Sarah L.H. Gronningsater, The Rising Generation: Gradual Abolition, Black Legal Culture, and the Making of National Freedom, with Kimberly White

Event Category
Lecture/Panel
Event Type
Open to the Public
Event Location
Members' Room and Online
Event Price
$15/$10

The Rising Generation chronicles the history of American emancipation through the cradle-to-grave experiences of a remarkable generation of Black New Yorkers. In this unique event, historian Sarah Gronningsater converses with legal-history scholar Kimberly White about her book.

Born into precarious freedom after the American Revolution and reaching adulthood in the lead-up to the Civil War, this “rising generation" ultimately played an outsized role in political and legal conflicts over slavery’s future, influencing both the nation’s path to the Civil War and changes to the US Constitution.

Through exhaustive research in archives across New York State, where the largest enslaved population in the North resided at the time of the American Revolution, Sarah L.H. Gronningsater begins by exploring how English colonial laws shaped late eighteenth-century gradual abolition acts that freed children born to enslaved mothers. The boys and girls affected by these laws were born into a quasi-free legal status. They were technically not enslaved but were nonetheless required to labor as servants until they reached adulthood. Parents, teachers, and mentors of this rising generation supported and founded schools, formed ties with white lawyers and abolitionists, petitioned local and state officials for better laws, guarded against kidnapping and cruelty, and shaped New York’s evolving identity as a free state. Gronningsater shows how, as the children of gradual abolition reached adulthood, they took the lessons of their youth into midcentury campaigns for legal equality, political inclusion, equitable common school education, and the expansion of freedom across the nation.

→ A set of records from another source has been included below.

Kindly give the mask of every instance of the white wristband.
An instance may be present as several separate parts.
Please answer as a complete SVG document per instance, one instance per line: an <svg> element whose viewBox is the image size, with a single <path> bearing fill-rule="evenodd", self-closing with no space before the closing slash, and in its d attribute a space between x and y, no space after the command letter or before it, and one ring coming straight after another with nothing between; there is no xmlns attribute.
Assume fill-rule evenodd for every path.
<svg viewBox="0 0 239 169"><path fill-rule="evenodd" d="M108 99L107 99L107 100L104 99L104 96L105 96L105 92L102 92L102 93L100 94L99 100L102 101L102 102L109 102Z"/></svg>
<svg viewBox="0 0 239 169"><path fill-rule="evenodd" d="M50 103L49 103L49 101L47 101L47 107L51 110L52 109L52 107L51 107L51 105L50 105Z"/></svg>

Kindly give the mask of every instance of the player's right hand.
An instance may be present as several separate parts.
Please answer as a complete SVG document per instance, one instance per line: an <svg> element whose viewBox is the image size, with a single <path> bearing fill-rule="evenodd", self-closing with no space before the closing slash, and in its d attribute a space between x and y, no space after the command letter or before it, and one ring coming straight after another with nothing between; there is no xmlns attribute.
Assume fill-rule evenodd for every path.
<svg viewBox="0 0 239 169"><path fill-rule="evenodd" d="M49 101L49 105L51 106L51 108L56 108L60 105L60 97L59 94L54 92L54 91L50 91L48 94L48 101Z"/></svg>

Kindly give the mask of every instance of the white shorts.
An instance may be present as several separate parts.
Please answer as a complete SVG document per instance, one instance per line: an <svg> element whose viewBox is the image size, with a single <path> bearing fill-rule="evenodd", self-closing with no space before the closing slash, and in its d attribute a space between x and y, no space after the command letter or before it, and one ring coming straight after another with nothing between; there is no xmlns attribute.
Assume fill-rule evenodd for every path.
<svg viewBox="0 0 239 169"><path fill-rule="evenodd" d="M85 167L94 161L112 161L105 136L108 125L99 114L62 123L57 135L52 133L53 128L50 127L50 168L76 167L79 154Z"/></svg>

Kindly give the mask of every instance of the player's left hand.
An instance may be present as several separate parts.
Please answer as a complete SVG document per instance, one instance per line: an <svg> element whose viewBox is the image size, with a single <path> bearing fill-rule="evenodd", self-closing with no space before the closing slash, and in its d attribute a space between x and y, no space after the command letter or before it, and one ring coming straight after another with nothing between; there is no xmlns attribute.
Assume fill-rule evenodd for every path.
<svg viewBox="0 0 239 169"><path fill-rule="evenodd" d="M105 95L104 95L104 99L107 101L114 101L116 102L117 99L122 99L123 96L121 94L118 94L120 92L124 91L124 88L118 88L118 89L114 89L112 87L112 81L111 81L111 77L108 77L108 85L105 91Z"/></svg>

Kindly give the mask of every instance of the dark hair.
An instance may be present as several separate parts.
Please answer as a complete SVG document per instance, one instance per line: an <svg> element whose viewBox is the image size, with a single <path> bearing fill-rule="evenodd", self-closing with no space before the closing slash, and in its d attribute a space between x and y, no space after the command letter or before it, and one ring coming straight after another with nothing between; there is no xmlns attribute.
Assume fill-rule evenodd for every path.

Sarah Gronningsater Headshot

Sarah L. H. Gronningsater is Assistant Professor of History at the University of Pennsylvania, focusing on the eighteenth- and nineteenth-century United States, with particular interests in slavery and abolition, legal history, the history of American democracy, and the history of baseball. She works at the intersections of legal, political, constitutional, and social history.

Kimberly White Headshot

Kimberly White is an Academic Fellow and Lecturer in Law at Columbia Law School. She is a scholar of U.S. legal history and holds broad interests in local government law, immigration systems, and the role of empire in the construction of the U.S. state. White earned her JD from Berkeley Law School where she worked at the ACLU, the NAACP Legal Defense Fund, and the Equal Justice Society. She is currently a doctoral candidate in History at the University of Pennsylvania. Her research has received support from the Immigration and Ethnic History Society, the William Nelson Cromwell Foundation (in consultation with the American Society for Legal History), and The American Historical Association.